Miałem sen. Zanim wrzawa dyskusji po wywiadzie Brunona Bartkiewicza dla Pulsu Biznesu ucichła, ING Bank Śląski ruszył z mocną kampanią komunikacyjną. „Bank bez gwiazdek” – tym zachwycał się na ekranach telewizorów i billboardów Marek Kondrat, który w tym samym spocie z frustracją darł oferty innych banków narzekając na to, że nie zgadzają się one z tym, co inne banki mówiły w reklamach.
Równolegle do kampanii reklamowej rozpoczęta została szeroko zakrojona akcja internetowa WWW.zrozumialybank.pl, szeroko promowana szczególnie w portalach społecznościowych. Jej celem było wyłowienie z umów i regulaminów stosowanych w ING BSK wszystkich niezrozumiałych sformułowań i próba wymyślenia jasnych tłumaczeń z „polskiego na polskie”. Dla najbardziej aktywnych i twórczych osób przewidziane były atrakcyjne nagrody, a całości patronowała kapituła złożona z językoznawców pod kierownictwem profesora Miodka, której zadaniem było wybranie najbardziej zrozumiałych i poprawnych językowo zwrotów.

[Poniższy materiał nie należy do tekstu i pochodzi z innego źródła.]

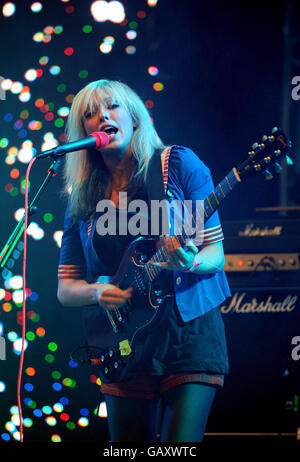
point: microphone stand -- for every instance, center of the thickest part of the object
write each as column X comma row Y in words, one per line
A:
column 32, row 209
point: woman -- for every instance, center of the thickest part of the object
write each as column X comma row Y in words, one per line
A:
column 183, row 362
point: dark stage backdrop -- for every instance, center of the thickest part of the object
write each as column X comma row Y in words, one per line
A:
column 212, row 76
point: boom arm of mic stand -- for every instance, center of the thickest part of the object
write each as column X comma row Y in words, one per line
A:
column 32, row 209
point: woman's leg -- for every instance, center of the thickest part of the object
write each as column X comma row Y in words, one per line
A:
column 132, row 419
column 186, row 410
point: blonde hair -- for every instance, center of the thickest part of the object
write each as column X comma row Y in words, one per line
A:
column 85, row 174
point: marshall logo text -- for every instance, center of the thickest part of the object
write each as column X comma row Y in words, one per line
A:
column 252, row 231
column 237, row 304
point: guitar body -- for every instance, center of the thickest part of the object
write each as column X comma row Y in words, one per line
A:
column 110, row 335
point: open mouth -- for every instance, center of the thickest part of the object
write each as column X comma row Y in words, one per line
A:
column 111, row 131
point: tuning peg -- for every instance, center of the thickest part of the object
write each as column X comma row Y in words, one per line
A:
column 268, row 175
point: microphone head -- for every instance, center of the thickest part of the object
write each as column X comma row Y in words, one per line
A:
column 102, row 139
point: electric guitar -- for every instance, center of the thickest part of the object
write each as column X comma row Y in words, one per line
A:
column 111, row 334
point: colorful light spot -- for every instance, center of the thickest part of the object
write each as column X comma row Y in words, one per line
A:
column 30, row 75
column 105, row 48
column 58, row 30
column 158, row 86
column 87, row 29
column 56, row 439
column 131, row 34
column 54, row 70
column 58, row 407
column 38, row 37
column 69, row 51
column 57, row 386
column 52, row 346
column 49, row 358
column 43, row 60
column 17, row 346
column 70, row 425
column 102, row 411
column 36, row 7
column 130, row 50
column 8, row 9
column 28, row 386
column 40, row 331
column 83, row 74
column 83, row 422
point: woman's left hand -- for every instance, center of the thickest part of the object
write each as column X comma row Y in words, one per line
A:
column 178, row 258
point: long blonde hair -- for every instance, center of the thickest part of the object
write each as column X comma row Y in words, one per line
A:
column 85, row 174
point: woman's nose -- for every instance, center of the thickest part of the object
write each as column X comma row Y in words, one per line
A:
column 103, row 113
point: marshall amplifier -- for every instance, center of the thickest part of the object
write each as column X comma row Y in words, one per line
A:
column 261, row 236
column 261, row 393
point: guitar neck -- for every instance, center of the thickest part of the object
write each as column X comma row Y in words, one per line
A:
column 210, row 205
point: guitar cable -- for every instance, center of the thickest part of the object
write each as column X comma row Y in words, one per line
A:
column 24, row 300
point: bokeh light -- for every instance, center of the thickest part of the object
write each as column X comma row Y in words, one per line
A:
column 8, row 9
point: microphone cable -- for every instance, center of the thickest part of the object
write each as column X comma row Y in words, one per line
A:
column 24, row 301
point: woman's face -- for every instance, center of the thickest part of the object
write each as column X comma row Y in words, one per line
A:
column 109, row 116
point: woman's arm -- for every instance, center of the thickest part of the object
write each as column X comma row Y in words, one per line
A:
column 77, row 292
column 210, row 259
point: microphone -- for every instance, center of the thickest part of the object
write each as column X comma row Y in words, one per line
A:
column 94, row 140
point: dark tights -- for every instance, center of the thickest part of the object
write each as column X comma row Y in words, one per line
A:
column 182, row 417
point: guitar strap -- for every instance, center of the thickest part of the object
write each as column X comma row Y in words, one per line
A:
column 156, row 185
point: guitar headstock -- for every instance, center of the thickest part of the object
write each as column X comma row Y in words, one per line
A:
column 265, row 157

Wraz z początkiem kampanii „Bank bez gwiazdek” w ING BSK ruszył również kolejny autorski projekt, tym razem wewnętrzny. Zarząd ogłosił konkurs dla pracowników na maksymalne uproszczenie wszelkich umów i procedur, tak aby bank był jak najbardziej przyjazny i przejrzysty dla Klientów. Zwycięzcy oprócz premii mogli liczyć na możliwość współkierowania projektem upraszczania umów i regulaminów. Wybrane zmiany zostały przedstawione także Klientom, którzy mieli możliwość głosowania na ich zdaniem najważniejsze, a także proponować ich rozszerzenia i wskazywać inne, analogiczne miejsca, w których mogły być zastosowane.
Działaniom tym towarzyszyły również mniej spektakularne procesy, jak chociażby maksymalne uproszczenie tabel opłat czy informacji na temat kosztów poszczególnych produktów na stronie internetowej banku. Wszystkie te działania komunikowane były przez stronę WWW.zrozumialybank.pl, na której bloga informującego o postępach działań ułatwiających Klientom zrozumienie banku prowadził sam Prezes ING BSK, Brunon Bartkiewicz.
Kolejną odsłoną działań ING BSK było zaangażowanie się w edukację ekonomiczną Polaków, aby ułatwić im zrozumienie działania produktów bankowych i zarządzanie budżetem domowym. Do szeroko zakrojonej akcji ING przekonało innych swoich interesariuszy – Dom Mediowy, agencję reklamowę, agencję PR oraz współpracujące z nią reklamowo media. W ramach umów podpisywanych z ING BSK firmy te zobowiązały się do współtworzenia i promowania edukacji ekonomicznej w ramach działań tworzonych przez ING BSK. Dzięki temu możliwe były stworzenie profesjonalnej kampanii za niewielkie pieniądze.
Strategia edukacji została wypracowana przez ING BSK w porozumieniu z pracownikami z każdego szczebla, którzy wnieśli olbrzymią ilość wiedzy o tym, jaką wiedzę ekonomiczną mają osoby z ich rodzin, w zależności od wieku, miejsca zamieszkania, zawodu, wykształcenia itp. Wraz z NBP i KNF zostały przygotowane odpowiednie programy edukacyjne, które następnie zostały wdrożone i wypromowane w sposób odpowiadający grupie docelowej, do której były skierowane. Pracownicy ING BSK w ramach wolontariatu pracowniczego mieli możliwość zaangażowania się w prowadzenie programu.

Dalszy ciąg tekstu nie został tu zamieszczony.